J’ai donc décidé de commencer mon récit par l’évolution de la perception des ordinateurs il y a quarante ans, et de mentionner la relation étroite oubliée entre la culture des études de la guerre froide et la contre-culture des nouveaux communistes. Puis en utilisant Brand comme indice, d’abord la scène artistique des années 60 du 20ème siècle, puis le mouvement New Commune dans le Sud-Ouest, puis l’histoire des coulisses de la révolution informatique dans la région de la baie de San Francisco dans les années 70 du 20ème siècle, et enfin le monde de l’entreprise des années 80 et 90 du 20ème siècle. Dans le processus, je vais intercaler quelques détails du réseau et du forum Web que Brand a créés. Les lecteurs constateront que l’impact de Brand sur la perception des ordinateurs par les masses provient non seulement de son extraordinaire capacité à détecter les changements à la pointe de la société et de la technologie, mais aussi de la diversité et de la complexité des réseaux qu’il a assemblés. Je conclurai par un résumé de la stratégie entrepreneuriale de Brand et du lien répandu entre les ordinateurs et les communications informatiques et l’idéal de la contre-culture d’une société égalitaire, qui est devenu une caractéristique importante des structures de pouvoir de vie et de travail, sociales et culturelles de plus en plus en réseau.

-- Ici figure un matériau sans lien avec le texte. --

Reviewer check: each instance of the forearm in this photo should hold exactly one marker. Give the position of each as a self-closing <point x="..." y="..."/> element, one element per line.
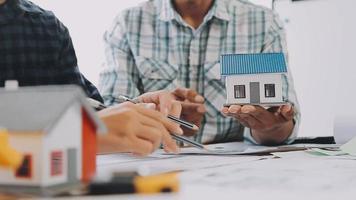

Alors que le public a tendance à penser que ce modèle est le résultat d’une révolution dans la technologie informatique, je pense que le changement a eu lieu bien avant Internet, et même avant que les ordinateurs n’entrent dans les foyers des gens ordinaires. C’était après la Seconde Guerre mondiale, lorsque l’approche collaborative de la cybernétique et de la recherche militaire de la guerre froide a commencé à entrer en collision avec la vision de la contre-culture d’une société communaliste.